Xero this week reported a solid first half 2019 result, which included a 36 per cent boost in revenue and a 31 per cent jump in subscriber numbers.

But still, 2019 marks the 11th consecutive year of losses for Xero, which is a member of the so-called Australian tech stock club, known as the WAAAX, which include WiseTech, Afterpay, Altium, and Appen.

The boost to Xero's subscriber numbers, which now stand at 1.8 million, propelled the company's share price to a record high of $60.15—up $5.84, or 10.75 per cent. And it continues to climb, trading up 1.87 per cent today at $60.33.

Xero office in Auckland

Xero's products are used in more than 180 countries

In the wake of the subscriber growth, Morningstar equity analyst Gareth James has increased his fair value estimate for Xero by 10 per cent but continues to blink at its share price. It is trading at a 115 per cent premium to his fair value estimate is $28.
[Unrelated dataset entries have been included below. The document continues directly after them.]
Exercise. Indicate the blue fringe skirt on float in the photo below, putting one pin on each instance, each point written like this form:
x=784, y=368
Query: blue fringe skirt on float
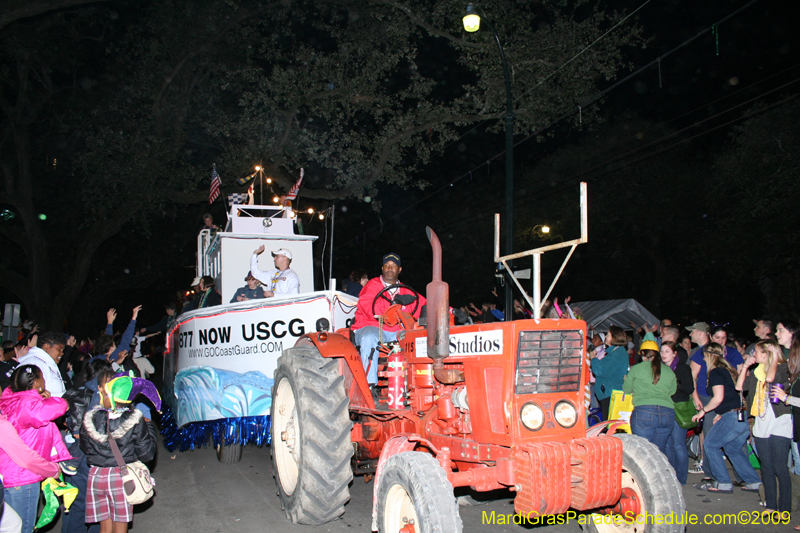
x=227, y=431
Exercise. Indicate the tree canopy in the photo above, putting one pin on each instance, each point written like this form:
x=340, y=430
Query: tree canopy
x=114, y=113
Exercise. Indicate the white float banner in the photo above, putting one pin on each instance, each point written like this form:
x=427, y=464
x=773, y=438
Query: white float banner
x=221, y=360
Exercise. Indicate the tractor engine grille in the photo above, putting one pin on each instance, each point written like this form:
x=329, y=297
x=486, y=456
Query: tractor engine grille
x=549, y=361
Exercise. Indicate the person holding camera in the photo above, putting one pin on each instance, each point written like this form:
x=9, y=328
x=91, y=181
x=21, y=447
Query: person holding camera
x=773, y=427
x=730, y=429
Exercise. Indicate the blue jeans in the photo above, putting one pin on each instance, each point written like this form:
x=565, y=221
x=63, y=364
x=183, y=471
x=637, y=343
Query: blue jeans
x=367, y=340
x=730, y=435
x=75, y=520
x=677, y=453
x=654, y=423
x=706, y=422
x=25, y=501
x=795, y=458
x=773, y=453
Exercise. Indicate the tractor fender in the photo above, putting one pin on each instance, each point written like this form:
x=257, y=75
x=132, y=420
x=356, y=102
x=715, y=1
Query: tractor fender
x=338, y=345
x=330, y=345
x=397, y=444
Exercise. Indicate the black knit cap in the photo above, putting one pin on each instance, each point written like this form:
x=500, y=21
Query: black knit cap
x=391, y=257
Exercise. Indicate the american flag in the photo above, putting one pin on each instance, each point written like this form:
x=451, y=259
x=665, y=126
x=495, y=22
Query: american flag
x=292, y=194
x=238, y=198
x=215, y=185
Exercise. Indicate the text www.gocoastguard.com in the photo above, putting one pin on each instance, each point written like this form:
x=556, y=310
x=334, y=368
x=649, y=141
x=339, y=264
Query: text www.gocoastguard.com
x=227, y=351
x=741, y=518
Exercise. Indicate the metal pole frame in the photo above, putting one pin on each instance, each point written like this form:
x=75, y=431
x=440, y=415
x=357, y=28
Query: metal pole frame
x=536, y=253
x=509, y=131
“We still struggle to justify the market price of $60.33 per share, which implies an enterprise value to revenue multiple of around 11 times,” James says.
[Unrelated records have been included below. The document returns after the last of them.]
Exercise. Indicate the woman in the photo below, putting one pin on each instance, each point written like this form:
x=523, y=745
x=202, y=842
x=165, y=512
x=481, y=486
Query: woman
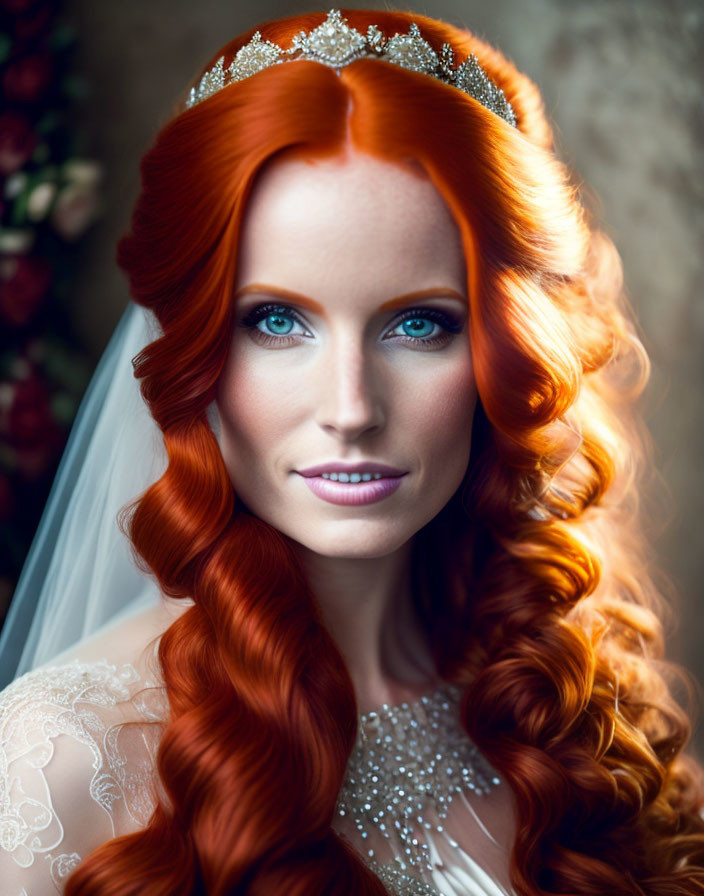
x=441, y=673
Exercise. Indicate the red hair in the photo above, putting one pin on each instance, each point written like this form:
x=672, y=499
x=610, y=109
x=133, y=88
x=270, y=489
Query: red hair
x=548, y=614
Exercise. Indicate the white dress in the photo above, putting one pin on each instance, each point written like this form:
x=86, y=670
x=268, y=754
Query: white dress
x=419, y=804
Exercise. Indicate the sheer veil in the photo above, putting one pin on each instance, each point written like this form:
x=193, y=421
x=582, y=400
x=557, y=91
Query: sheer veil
x=79, y=574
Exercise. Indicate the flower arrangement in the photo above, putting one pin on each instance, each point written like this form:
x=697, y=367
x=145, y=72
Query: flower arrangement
x=49, y=197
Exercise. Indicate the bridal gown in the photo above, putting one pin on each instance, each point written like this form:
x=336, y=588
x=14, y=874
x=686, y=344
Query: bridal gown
x=419, y=803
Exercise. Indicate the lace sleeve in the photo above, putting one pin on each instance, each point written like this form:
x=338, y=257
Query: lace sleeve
x=73, y=774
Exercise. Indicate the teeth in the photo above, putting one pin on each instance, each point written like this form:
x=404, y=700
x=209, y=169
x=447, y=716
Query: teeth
x=351, y=477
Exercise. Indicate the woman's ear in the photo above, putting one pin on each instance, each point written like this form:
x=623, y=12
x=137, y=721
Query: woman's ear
x=213, y=415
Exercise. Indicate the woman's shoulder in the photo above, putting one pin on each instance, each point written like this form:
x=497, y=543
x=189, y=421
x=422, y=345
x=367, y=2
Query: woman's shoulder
x=78, y=743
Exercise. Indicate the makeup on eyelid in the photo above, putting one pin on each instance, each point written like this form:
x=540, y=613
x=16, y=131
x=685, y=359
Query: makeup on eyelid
x=449, y=323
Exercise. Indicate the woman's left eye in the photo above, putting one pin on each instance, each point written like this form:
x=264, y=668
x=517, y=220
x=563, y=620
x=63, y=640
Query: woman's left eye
x=417, y=324
x=274, y=324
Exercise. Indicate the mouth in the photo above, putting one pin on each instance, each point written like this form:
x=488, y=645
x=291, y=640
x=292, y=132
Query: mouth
x=364, y=471
x=353, y=489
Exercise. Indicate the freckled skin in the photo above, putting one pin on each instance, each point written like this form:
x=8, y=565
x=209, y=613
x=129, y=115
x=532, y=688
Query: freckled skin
x=350, y=233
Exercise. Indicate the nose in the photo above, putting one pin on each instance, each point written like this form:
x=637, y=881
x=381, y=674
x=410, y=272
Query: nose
x=350, y=401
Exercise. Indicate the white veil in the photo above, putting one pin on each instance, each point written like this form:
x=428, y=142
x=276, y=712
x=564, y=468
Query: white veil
x=79, y=574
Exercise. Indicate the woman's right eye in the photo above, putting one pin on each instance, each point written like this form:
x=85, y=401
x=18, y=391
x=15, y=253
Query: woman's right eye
x=273, y=324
Such high multiples are causing anxiety among analysts, some of whom fear a repeat of the dotcom boom—and ensuing bust—in 2000.

James Holt, senior investment specialist at fund manager Perpetual Investments, last week warned that price-to-earnings ratios of local growth stocks are among the highest in the world, and that a “serious sell-off” was on the horizon.

“There’s a real concern around these stocks,” Holt told the Australian Shareholders Association.

“They’re very popular, but we think … there’s a great danger here.

“This is a time that fear is low, greed is high, crazy decisions get made and often the worse decisions are made at this time of the cycle.”

A report from Canaccord Genuity echoed these fears, noting that the WAAAX stocks—with the addition of aerial mapping company Nearmap—had risen in value more than seven fold since 2015.

This is more than double the growth of the FAANGs—the US tech stock group comprising Facebook, Apple, Amazon, Netflix and Google.

Still, there are positives for narrow-moat Xero. Since its incorporation in 2006, it has become the largest provider of accounting as a service, or SaaS, to the small and medium enterprise market in Australia and New Zealand, and its products are used in more than 180 countries.

And James expects it to leverage its strong position both here and, in the UK, and the US – although he stresses it will face competition from the likes of industry giants such as Sage, in the UK, and Intuit in the US.

“Current losses are an acceptable price to pay for rapid growth and associated strategic benefits and we forecast a maiden profit in fiscal 2020,” James says.

“The capital-light business model should enable returns on invested capital to comfortably exceed the weighted average cost of capital from fiscal 2020, supporting our narrow economic moat rating.”